I definitely understood your explanation and that is how I was understanding the equation.

However, your explanation allowed me to understand what was confusing me. I was under the impression that the loop in the gradient_descent(…) function, which calls the compute_gradient(…) function, was the loop that iterated over the w parameters, but after your explanation I checked again and that loop actually iterates over the number of iterations defined for gradient descent. Add to that the fact that I was so focused on the multiplication by x_j^{(i)} that I didn’t notice each w parameter was being updated in the same line of code.
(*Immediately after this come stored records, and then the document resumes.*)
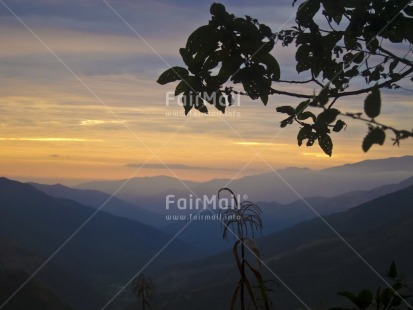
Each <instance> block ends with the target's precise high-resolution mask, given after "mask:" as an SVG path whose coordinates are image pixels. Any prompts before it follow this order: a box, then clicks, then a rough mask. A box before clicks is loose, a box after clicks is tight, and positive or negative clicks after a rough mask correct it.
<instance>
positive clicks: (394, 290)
mask: <svg viewBox="0 0 413 310" xmlns="http://www.w3.org/2000/svg"><path fill="white" fill-rule="evenodd" d="M387 277H388V278H389V279H390V280H391V281H392V282H393V284H392V286H391V287H386V288H378V289H377V290H376V291H375V292H374V291H371V290H367V289H364V290H362V291H360V292H359V293H358V294H354V293H352V292H349V291H342V292H338V294H339V295H341V296H343V297H345V298H347V299H348V300H349V301H350V302H351V303H352V304H353V308H352V309H357V310H368V309H372V310H373V309H375V310H393V309H394V310H395V309H413V307H412V305H411V303H409V299H410V300H411V297H412V295H408V294H406V291H409V289H408V287H407V285H406V283H405V281H404V279H403V277H401V276H399V274H398V272H397V268H396V264H395V263H394V262H393V263H392V264H391V266H390V268H389V270H388V272H387ZM330 310H350V309H348V308H342V307H335V308H331V309H330Z"/></svg>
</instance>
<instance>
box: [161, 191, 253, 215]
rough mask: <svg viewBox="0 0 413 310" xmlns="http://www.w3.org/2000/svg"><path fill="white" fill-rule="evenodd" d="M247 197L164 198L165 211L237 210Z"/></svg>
mask: <svg viewBox="0 0 413 310" xmlns="http://www.w3.org/2000/svg"><path fill="white" fill-rule="evenodd" d="M247 199H248V196H247V195H235V196H230V197H218V195H210V196H208V195H201V196H195V195H193V194H189V195H188V196H187V197H176V196H175V195H173V194H171V195H166V196H165V208H166V210H175V211H177V210H181V211H184V210H194V211H201V210H224V211H225V210H228V209H235V208H239V206H240V203H241V202H242V201H244V200H247Z"/></svg>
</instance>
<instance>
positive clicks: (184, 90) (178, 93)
mask: <svg viewBox="0 0 413 310" xmlns="http://www.w3.org/2000/svg"><path fill="white" fill-rule="evenodd" d="M189 90H191V89H190V87H189V85H188V82H187V81H181V82H179V84H178V85H177V86H176V88H175V96H178V95H179V94H181V93H183V92H185V91H189Z"/></svg>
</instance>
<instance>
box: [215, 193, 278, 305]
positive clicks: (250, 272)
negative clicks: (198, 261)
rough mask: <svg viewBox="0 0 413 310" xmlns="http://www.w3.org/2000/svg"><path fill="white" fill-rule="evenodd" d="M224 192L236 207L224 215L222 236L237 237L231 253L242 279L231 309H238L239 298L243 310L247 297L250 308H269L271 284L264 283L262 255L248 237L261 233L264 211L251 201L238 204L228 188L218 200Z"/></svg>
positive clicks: (229, 209) (233, 196)
mask: <svg viewBox="0 0 413 310" xmlns="http://www.w3.org/2000/svg"><path fill="white" fill-rule="evenodd" d="M222 191H228V192H229V193H230V194H231V198H232V199H233V202H234V203H235V205H234V206H232V207H228V209H226V210H225V211H223V212H222V213H221V214H222V218H223V219H224V220H223V222H222V228H223V234H222V235H223V238H224V239H227V238H228V231H229V232H230V233H231V234H233V236H234V237H235V238H236V241H235V243H234V246H233V248H232V252H233V255H234V257H235V261H236V263H237V267H238V271H239V273H240V276H241V278H240V280H239V281H238V283H237V286H236V287H235V290H234V293H233V295H232V299H231V305H230V309H235V307H236V305H237V298H239V304H240V307H241V310H244V309H245V307H246V305H247V300H246V297H248V299H249V302H248V305H249V306H252V307H253V309H270V308H271V307H272V302H271V300H270V298H269V296H268V293H269V292H270V289H268V288H267V283H268V282H269V281H266V280H264V278H263V276H262V273H261V256H260V252H259V250H258V247H257V245H256V243H255V242H254V241H253V240H252V239H251V238H250V237H249V236H251V237H252V238H253V237H254V234H255V232H260V233H261V232H262V229H263V225H262V221H261V209H260V207H259V206H257V205H256V204H254V203H252V202H250V201H242V202H241V203H239V202H238V201H237V198H236V197H235V195H234V193H233V192H232V191H231V190H230V189H229V188H221V189H220V190H219V192H218V197H219V196H220V194H221V192H222ZM246 249H248V250H249V251H251V252H252V253H253V256H254V258H255V259H256V265H257V266H254V265H253V264H252V263H251V262H250V261H248V260H247V259H246ZM248 273H250V274H252V276H253V279H254V280H255V282H256V286H252V284H251V281H250V279H249V277H248Z"/></svg>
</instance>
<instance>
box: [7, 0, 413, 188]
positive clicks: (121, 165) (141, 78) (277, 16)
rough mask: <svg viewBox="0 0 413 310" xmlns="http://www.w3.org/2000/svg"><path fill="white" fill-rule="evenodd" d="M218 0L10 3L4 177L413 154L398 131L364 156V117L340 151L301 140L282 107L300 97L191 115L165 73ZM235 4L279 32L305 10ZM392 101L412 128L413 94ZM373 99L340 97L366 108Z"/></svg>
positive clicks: (262, 163) (106, 173) (251, 164)
mask: <svg viewBox="0 0 413 310" xmlns="http://www.w3.org/2000/svg"><path fill="white" fill-rule="evenodd" d="M211 3H212V2H211V1H189V0H188V1H187V0H179V1H172V0H165V1H161V0H154V1H152V0H151V1H128V0H117V1H109V0H108V1H106V0H103V1H101V0H72V1H66V0H62V1H60V0H38V1H28V0H0V29H1V30H0V41H1V42H2V43H1V45H0V150H1V151H0V175H2V176H6V177H10V178H15V179H20V180H26V181H29V180H36V181H44V182H47V183H53V182H61V183H66V184H76V183H79V182H81V181H83V180H95V179H123V178H129V177H132V176H137V177H138V176H155V175H170V176H174V177H179V178H183V179H191V180H197V181H200V180H209V179H213V178H239V177H242V176H244V175H250V174H258V173H261V172H265V171H268V170H269V169H270V168H271V167H272V168H275V169H278V168H283V167H290V166H298V167H309V168H312V169H322V168H326V167H331V166H336V165H341V164H344V163H349V162H356V161H360V160H365V159H374V158H384V157H394V156H403V155H407V154H409V155H411V154H412V150H413V143H412V142H411V141H407V142H403V143H402V145H401V147H394V146H392V144H391V141H390V139H389V138H388V139H387V141H386V143H385V145H384V146H382V147H376V146H374V147H373V148H372V149H371V151H370V152H368V153H363V151H362V150H361V141H362V139H363V137H364V135H365V134H366V131H367V128H366V125H364V124H362V123H359V122H356V121H348V127H347V129H346V131H343V132H341V133H339V134H335V135H333V141H334V150H333V156H332V157H331V158H330V157H328V156H326V155H324V154H323V153H322V151H321V149H320V148H319V147H318V146H314V147H312V148H307V147H305V146H302V147H298V146H297V143H296V135H297V132H298V130H299V128H298V127H297V125H296V126H289V127H287V128H285V129H281V128H280V126H279V122H280V121H281V120H282V119H283V116H282V115H281V114H277V113H276V112H275V108H276V107H277V106H279V105H286V104H292V105H296V104H298V103H299V102H298V101H297V100H296V99H293V98H287V97H280V96H273V97H272V98H270V100H269V103H268V105H267V106H264V105H263V104H262V103H261V102H258V101H252V100H249V99H247V98H244V97H243V98H240V99H239V101H237V103H238V104H236V105H235V106H233V107H231V108H228V109H227V112H226V114H225V115H222V114H220V113H219V112H218V111H214V110H212V109H210V111H211V112H212V113H210V115H209V116H204V115H199V114H197V113H191V115H189V116H185V115H184V114H183V108H182V107H181V106H179V104H178V100H177V99H176V98H174V97H173V96H172V95H171V92H173V91H174V88H175V84H168V85H164V86H161V85H159V84H157V83H156V80H157V78H158V77H159V75H160V74H161V73H162V72H163V71H164V70H166V69H168V68H169V67H170V66H175V65H182V60H181V59H180V56H179V52H178V50H179V48H180V47H184V46H185V43H186V38H187V37H188V35H189V34H190V33H191V32H192V31H193V30H195V29H196V28H197V27H199V26H202V25H204V24H206V23H207V22H208V20H209V18H210V16H209V6H210V5H211ZM223 3H224V4H225V5H226V7H227V10H228V11H230V12H231V13H234V14H236V15H238V16H243V15H250V16H253V17H255V18H257V19H258V20H259V21H260V22H262V23H265V24H267V25H269V26H270V27H271V28H272V30H273V31H277V30H279V29H281V28H280V27H283V26H285V25H292V22H293V19H294V18H293V15H294V12H295V10H296V8H293V7H292V6H291V3H290V1H277V5H274V4H273V3H274V2H273V1H265V0H262V1H235V0H232V1H223ZM274 56H275V57H276V58H277V59H278V61H279V63H280V64H281V70H282V71H281V74H282V78H289V77H292V76H293V74H294V58H293V56H294V53H293V52H291V50H290V49H286V48H281V47H280V46H279V47H277V48H276V49H275V50H274ZM273 86H274V85H273ZM282 87H283V88H284V89H286V88H287V89H290V90H295V91H297V89H296V86H285V85H283V86H282ZM294 87H295V89H294ZM299 90H300V91H304V92H307V93H309V94H312V93H313V92H314V91H315V90H314V89H312V88H308V87H307V88H306V87H303V86H300V89H299ZM382 97H383V102H384V103H385V106H383V111H382V116H381V118H380V120H381V121H383V122H385V123H386V122H387V123H389V124H392V125H395V126H396V127H398V128H407V129H408V128H411V124H412V123H413V122H412V121H413V116H412V115H411V113H409V112H410V106H411V100H412V96H411V92H410V93H409V92H408V91H397V92H385V93H384V94H383V95H382ZM363 100H364V97H357V98H348V99H346V100H343V101H341V102H340V105H341V106H342V107H344V108H345V109H346V110H349V111H353V110H354V111H356V110H360V109H361V106H362V105H361V104H362V103H363ZM338 108H340V106H339V107H338Z"/></svg>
So, essentially, I paid too much attention to some details and not enough attention to others and ended up wasting other people’s time. So sorry about that and thanking you for your help and patience.

You are most welcome @Andromeda18 :blush: Glad to be of help, and don’t sweat it - We all go through these confusing thoughts.